House where Ho Chi Minh's maternal grandparents lived. |
First home of Ho Chi Minh. |
Inside Ho's first home. |
Ho Chi Minh's father's house built by his village to honor his high scholastic achievement -- 2nd score in the nation. |
Another shot of the family's second home. |
In the garden by the first home of Ho Chi Minh with his maternal grandparents family. |
Tan Lap – Village of Revolution
While we were traveling to Tan Lap our
guide mentioned that he had never been asked to take foreign tourists
to see this historic site and alerted us that people in the area and
Vietnamese tourists would probably be amazed to see two Americans.
It's true that we were the only foreign faces and people were so
friendly and welcoming, eager to share stories. The mountains, lake,
hills and forests of Tan Lap are home to an ethnic group and ancient
village that welcomed and supported the Vietnamese revolutionaries
dating back to the struggle against the French as well as the USA.
The landscape is incredibly beautiful and undeveloped even today
(although lots of logging is taking place).
The region is famous for
tea.
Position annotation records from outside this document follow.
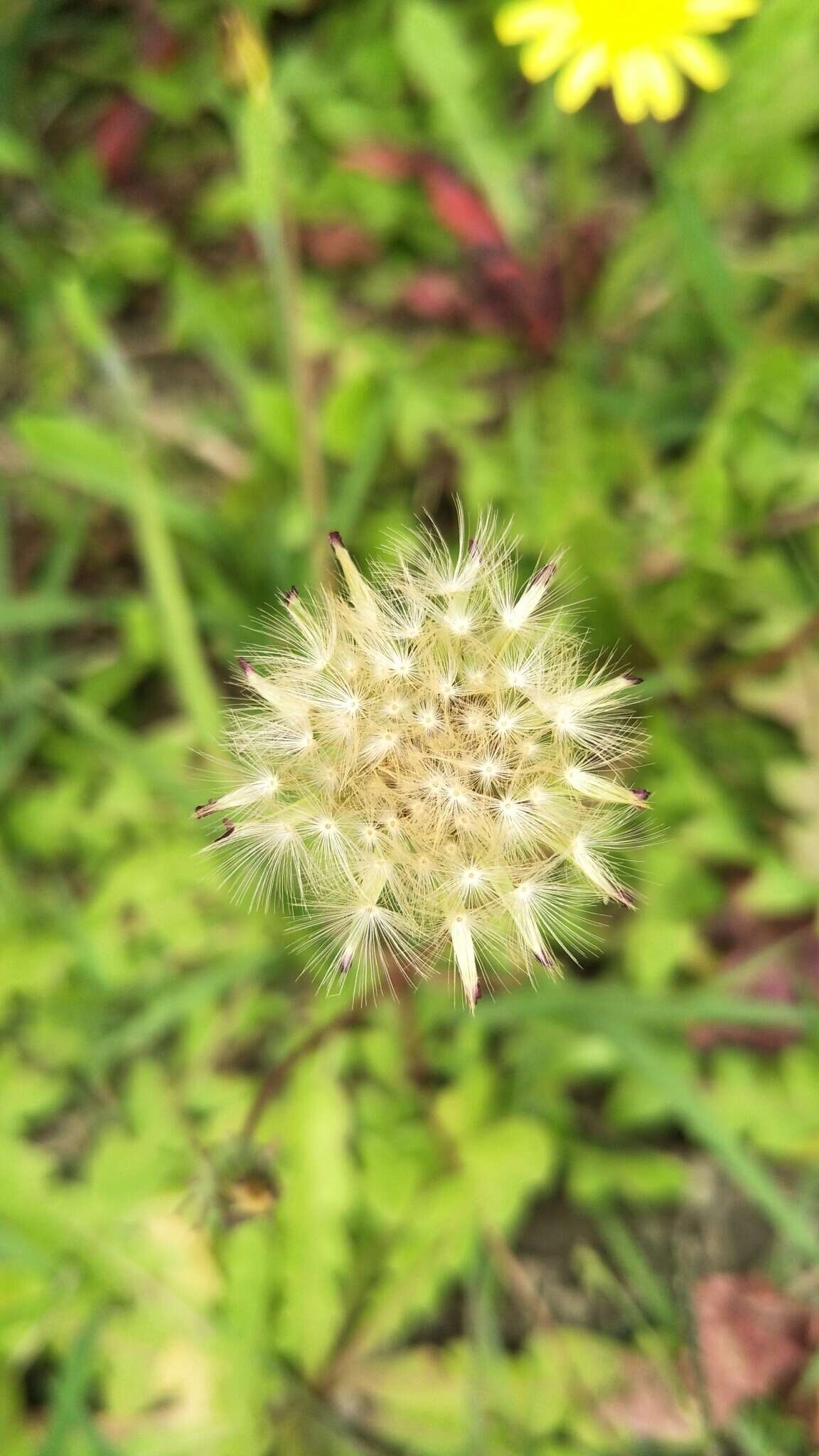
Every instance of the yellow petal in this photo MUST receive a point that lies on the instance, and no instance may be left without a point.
(663, 86)
(628, 85)
(522, 21)
(582, 76)
(545, 55)
(701, 62)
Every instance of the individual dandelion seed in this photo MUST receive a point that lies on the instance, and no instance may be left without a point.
(429, 771)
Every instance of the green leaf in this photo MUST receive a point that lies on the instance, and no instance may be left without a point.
(437, 55)
(312, 1215)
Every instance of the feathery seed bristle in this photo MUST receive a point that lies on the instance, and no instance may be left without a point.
(429, 766)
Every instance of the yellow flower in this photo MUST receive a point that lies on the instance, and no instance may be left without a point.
(641, 48)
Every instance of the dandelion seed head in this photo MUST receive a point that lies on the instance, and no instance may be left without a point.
(429, 771)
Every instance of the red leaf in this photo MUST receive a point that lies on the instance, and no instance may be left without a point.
(459, 207)
(381, 159)
(159, 46)
(754, 1340)
(338, 245)
(436, 296)
(119, 136)
(649, 1407)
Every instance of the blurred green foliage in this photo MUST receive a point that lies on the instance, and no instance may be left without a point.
(350, 1258)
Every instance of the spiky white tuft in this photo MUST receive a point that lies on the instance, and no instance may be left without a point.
(429, 768)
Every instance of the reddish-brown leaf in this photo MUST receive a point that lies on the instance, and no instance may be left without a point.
(459, 207)
(754, 1340)
(381, 159)
(119, 136)
(338, 245)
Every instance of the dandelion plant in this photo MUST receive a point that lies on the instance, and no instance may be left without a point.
(429, 771)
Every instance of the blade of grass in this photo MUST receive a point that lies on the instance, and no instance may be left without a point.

Under an old banyan tree (it was 300 years old before it
finally died in 2008) General Giap announced the formation of the
People's Army. Along with other revolutionaries including at times
HCM, plans were made here to form the new, independent government of
Vietnam in 1945. Before the old banyan tree died successful grafts
were made so that the old stump is now surrounded by newly-growing
trees to make this historic site. The village houses where General
Giap and HCM lived as guests of the resident families still stand and
are occupied today. Later HCM successfully evaded the French by
living in a small hut nearby and directing the on-going war against
the French colonialists. It was amazing to be able to see the areas
where these great leaders lived and worked – hiding in plain sight
with the support of the people and villagers of the area.
Ho's hidden mountain hut where he formulated plans for the successfully defeating French colonial forces. |
House where Ho Chi Minh stayed in the village. |
Village meeting house, note the loud speakers used for daily announcements and news. |
House where General Giap lived and worked in the village. |
Tan Lap Village of the local ethnic group who hosted Ho, Giap, and the revolution. |
Historic banyan tree. |
Planting new rice just before or just after Tet. |
Tea fields on the hills. |
HCM Trail Museum
When we first read about this museum,
it was described as being located south of Hanoi. Our experience
driving to the museum is that Hanoi has rapidly grown and developed
to now spread out to the museum. We passed impressive construction
of the Hanoi monorail along with lots of TALL buildings and
skyscrapers.
Mono-rail construction |
Entrance to the HCM Trail Museum. |
Statue honoring the soldiers of the trail. |
Scaling cliffs along the Trail with bamboo. |
Carrying heavy loads over rock, water and any obstacle. |
Pack Elephant. |
Famous hero woman who carried a load of 70 kilos when she only weighed about 45 kilos. |
Rope ladder used on the Trail |
Meetings on the road, this one with General Giap. |
Bridges made of any available material to get supplies to the troops in the south. |
Communications equipment used on the Trail. |
Camouflage over the Trail to keep moving day and night under threat of USA bombing. |
This museum is an amazing tribute to
the bravery, tenaciousness, brilliance and creativity of the
Vietnamese to patiently construct, defend, maintain and expand a
network of land and water routes the entire length of Vietnam to
transport troops, distribute food, provide health care, transport and
mobilize weapons, build a fuel/oil pipeline and construct an
elaborate and effective communications system which supported the
revolution for independence and socialism. We thought we knew a lot
about this effort – and were WRONG! Both the museum exhibits and
an amazing DVD and diorama/diagram provide incredible facts,
materials and stories to bring this impressive accomplishment of so
many Vietnamese people alive. Our tour guide added his own father's
stories as a HCM Trail soldier to what we learned form the museum.